The set-up is almost comically thorough and bleak. The leads, Dani (Florence Pugh) and Christian (Jack Reynor), are in a relationship that looks to be circling the drain. Something traumatic happens that makes sure they stay together (thinking back on it now, I wonder who or what is ultimately responsible for the tragedy), and they find themselves accompanying a friend back to his home turf in Sweden, specifically a remote commune where dwell an ancient band of pagans called the Hårga. The Hårga are awfully sunny and polite and friendly, and if we’ve seen more than one movie before we mistrust them on sight. But as directors as disparate as Robin Hardy (The Wicker Man) and Ruggero Deodato (Cannibal Holocaust) knew, the horror doesn’t only lie in the “foreigners” our onscreen avatars find themselves among; it’s also in how “we” change, or don’t, in relation to them or in response to them.

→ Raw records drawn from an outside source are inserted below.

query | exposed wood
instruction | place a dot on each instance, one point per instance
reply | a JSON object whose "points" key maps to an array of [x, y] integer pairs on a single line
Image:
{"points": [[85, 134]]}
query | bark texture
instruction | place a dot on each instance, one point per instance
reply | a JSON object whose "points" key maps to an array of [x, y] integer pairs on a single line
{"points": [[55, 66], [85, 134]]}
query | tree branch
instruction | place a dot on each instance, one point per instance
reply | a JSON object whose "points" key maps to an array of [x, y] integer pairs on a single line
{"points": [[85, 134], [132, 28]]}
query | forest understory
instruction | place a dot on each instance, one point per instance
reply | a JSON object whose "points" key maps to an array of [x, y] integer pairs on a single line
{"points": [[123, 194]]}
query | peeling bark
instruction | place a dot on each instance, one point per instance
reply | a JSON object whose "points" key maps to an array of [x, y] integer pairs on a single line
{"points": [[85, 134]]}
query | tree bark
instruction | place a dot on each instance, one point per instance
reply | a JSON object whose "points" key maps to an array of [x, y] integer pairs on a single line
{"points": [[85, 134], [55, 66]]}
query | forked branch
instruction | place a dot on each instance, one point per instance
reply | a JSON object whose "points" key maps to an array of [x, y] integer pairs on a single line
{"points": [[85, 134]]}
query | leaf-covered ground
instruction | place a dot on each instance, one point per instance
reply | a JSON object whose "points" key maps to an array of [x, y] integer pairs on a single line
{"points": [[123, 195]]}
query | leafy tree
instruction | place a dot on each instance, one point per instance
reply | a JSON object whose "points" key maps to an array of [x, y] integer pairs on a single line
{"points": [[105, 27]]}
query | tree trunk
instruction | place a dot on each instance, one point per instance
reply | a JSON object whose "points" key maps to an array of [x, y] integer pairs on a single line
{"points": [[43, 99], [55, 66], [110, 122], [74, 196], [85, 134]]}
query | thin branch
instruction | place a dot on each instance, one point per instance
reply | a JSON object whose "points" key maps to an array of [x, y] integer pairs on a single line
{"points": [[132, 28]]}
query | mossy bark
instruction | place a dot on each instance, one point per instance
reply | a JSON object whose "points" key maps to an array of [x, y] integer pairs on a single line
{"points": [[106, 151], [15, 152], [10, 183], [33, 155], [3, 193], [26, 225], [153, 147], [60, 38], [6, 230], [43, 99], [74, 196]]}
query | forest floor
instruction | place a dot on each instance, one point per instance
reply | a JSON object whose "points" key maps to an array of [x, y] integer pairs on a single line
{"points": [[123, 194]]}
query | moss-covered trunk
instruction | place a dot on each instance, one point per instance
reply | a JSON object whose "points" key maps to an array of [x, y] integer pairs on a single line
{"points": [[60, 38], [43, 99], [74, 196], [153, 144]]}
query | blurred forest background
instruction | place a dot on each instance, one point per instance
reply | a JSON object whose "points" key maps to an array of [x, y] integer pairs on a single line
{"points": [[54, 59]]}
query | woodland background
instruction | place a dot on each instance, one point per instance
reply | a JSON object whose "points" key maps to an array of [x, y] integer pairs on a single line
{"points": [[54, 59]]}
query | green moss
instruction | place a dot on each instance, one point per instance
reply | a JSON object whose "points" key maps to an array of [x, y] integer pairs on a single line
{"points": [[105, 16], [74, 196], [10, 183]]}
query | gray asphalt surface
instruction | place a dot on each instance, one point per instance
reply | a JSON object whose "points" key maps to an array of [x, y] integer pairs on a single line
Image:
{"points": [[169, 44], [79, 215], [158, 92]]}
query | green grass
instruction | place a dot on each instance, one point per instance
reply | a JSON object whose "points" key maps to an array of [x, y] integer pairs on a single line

It is true that Midsommar gets a couple of mean creepy moments out of a disfigured boy, the result of inbreeding in the Hårga clan, but he doesn’t do anything bad — he’s elevated as an oracle in the society. Besides, Aster has louder and wetter disturbances in store. I should probably say that the reported level of violence and perversity in Midsommar — likely from viewers who don’t see many horror movies — has been overstated. When it comes, though, it’s a sharp jab in the chops, all the more ghastly for unfolding in broad, shadowless daylight. At certain points some of the characters take psychedelic drugs, which in the world of the Hårga is really gilding the lily. Pugh and Reynor add a prickly, precarious vibe to the festivities; they’re neither good nor bad but realistically flawed, and they don’t always act nobly or wisely.
If we “liked” any of the protagonists in a simplistic manner, it’d be harder to see what Aster is truly going for. At many points, we have a god’s-eye vantage point on the action; the script keeps us in the dark about the Hårga and their motives, while the filmmaking (cinematographer Pawel Pogorzelski deserves awards) is all blue skies and open air. The camera eye is neutral, showing us the primal, alien rituals without editorializing. Even the Dani’s-eye, psilocybin-soaked visions are like, hmm, that’s odd. (There’s actually a character named Odd.) At one point the outsiders loudly berate the Hårga for “just watching” as gore makes rainbows in the sunny air. We agree, yet we’re also just watching, and this is what we came to watch, whether or not we knew it.
Midsommar is an immersive and illogical experience. There’s a director’s cut, for now available exclusively from Apple, that runs 171 minutes and fleshes out more of the relationship between Dani and Christian. It’s not necessary, though, for us to see ourselves in them or vice versa. We identify with the outsiders only sporadically (especially not the idiot who accidentally micturates on a sacred dead tree), and the minds of the Hårga are as obscure to us as the mind of a spider. Ari Aster has a distinct voice — he seems to take for granted that people are invariably going to be difficult and self-defeating — though maybe not the most steady control of his effects yet. There are still, as in Hereditary, a few too many moments wherein we’re not sure if we should laugh, or whether Aster means us to laugh. Consistency may never be his strong suit. But he has delivered, in this cult epic, a powerfully paranoid mood piece. Time will tell whether Aster can function without hellish covens and nightmarish attempts to re-assert gender primitivism, but I’m certainly ready to tag along with him and find out.